Les organisateurs ont beau nous dire depuis des mois, chiffres à l’appui, que tout cela est normal, que 40 % des ventes se feront pendant les Jeux olympiques (JO), on sent un léger vent d’inquiétude au sommet des instances sportives mondiales. « Nous allons faire des campagnes de promotion des Jeux, en travaillant avec le comité d’organisation pour s’assurer que nous ayons des stades pleins à Paris », a admis, mercredi, dans un entretien à l’Agence France-Presse (AFP), Andrew Parsons, le président du Comité international paralympique.

Pourtant, et ce n’est pas là le moindre des paradoxes, jamais on ne parlera autant des athlètes paralympiques qu’à l’occasion des Jeux de Paris. Les détenteurs de droits médias de plus de 160 pays couvriront l’événement. Un record. Paris 2024 sera la première édition lors de laquelle les 22 sports au programme seront diffusés en direct. France Télévisions proposera, comme pour les JO (du 26 juillet au 11 août), une couverture intégrale des Jeux paralympiques, soit trois cents heures de direct. Là encore une première.

Sortir de l’anonymat

Et pourtant, qui, en France est capable de donner plus de trois noms d’athlètes qui concourront sous les couleurs tricolores à la fin de l’été ? A part quelques têtes connues d’un cercle restreint d’experts – comme le paratriathlète Alexis Hanquinquant ou le paracycliste Alexandre Léauté –, difficile, pour le grand public, de s’enthousiasmer pour des sportifs qu’il ne connaît pas. Il ne manque pas grand-chose pour qu’il y ait un déclic : selon un baromètre de l’Autorité de régulation de la communication audiovisuelle et numérique publié à la fin de janvier, 60 % des Français se disent prêts à suivre les Jeux paralympiques, sept points de moins seulement que pour les JO.

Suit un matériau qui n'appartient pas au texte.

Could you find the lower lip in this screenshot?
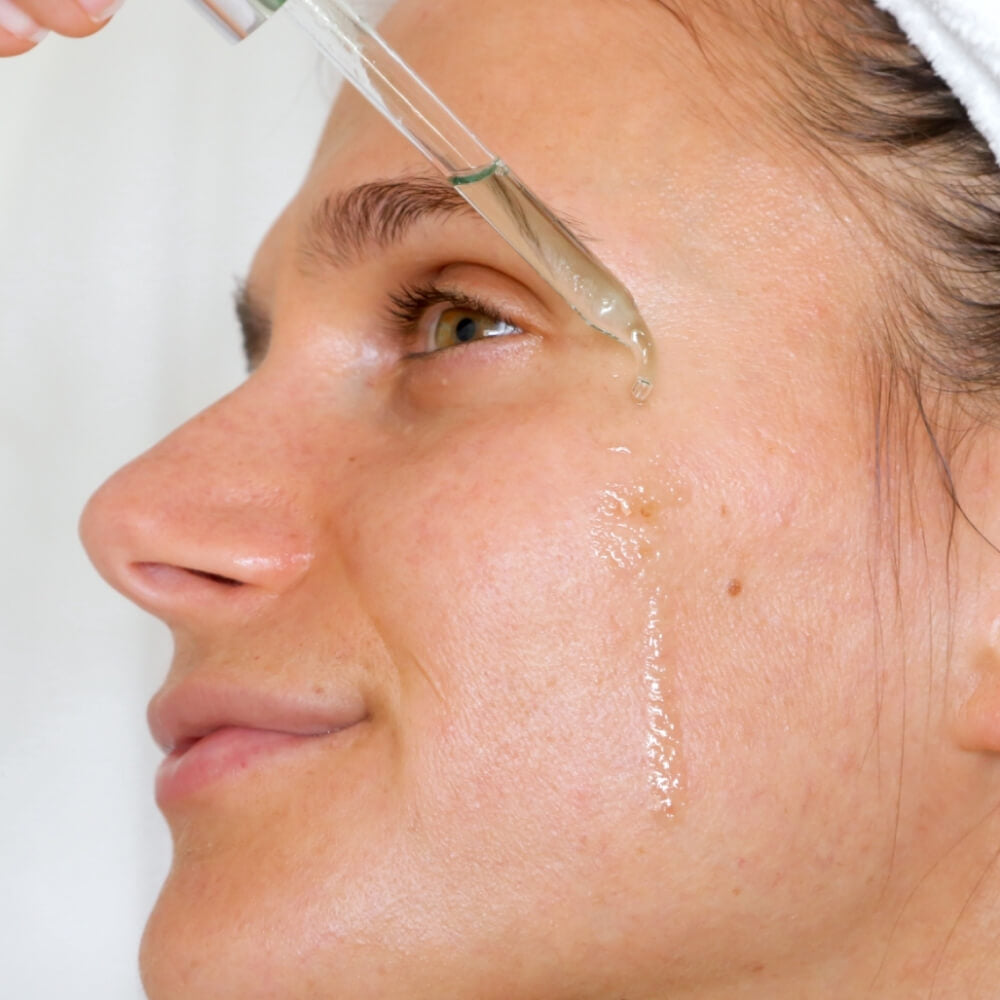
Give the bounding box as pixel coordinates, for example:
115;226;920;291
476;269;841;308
156;726;344;809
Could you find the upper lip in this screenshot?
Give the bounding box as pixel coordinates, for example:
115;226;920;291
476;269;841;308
146;681;367;753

Les organisateurs le savent bien et s’efforcent depuis des mois de sensibiliser, d’« acculturer », selon le terme employé, les médias aux disciplines paralympiques. Channel 4 avait montré l’exemple à Londres, en 2012, en présentant les para athlètes britanniques sous les traits de superhumains. Succès garanti : les sites de compétition étaient combles.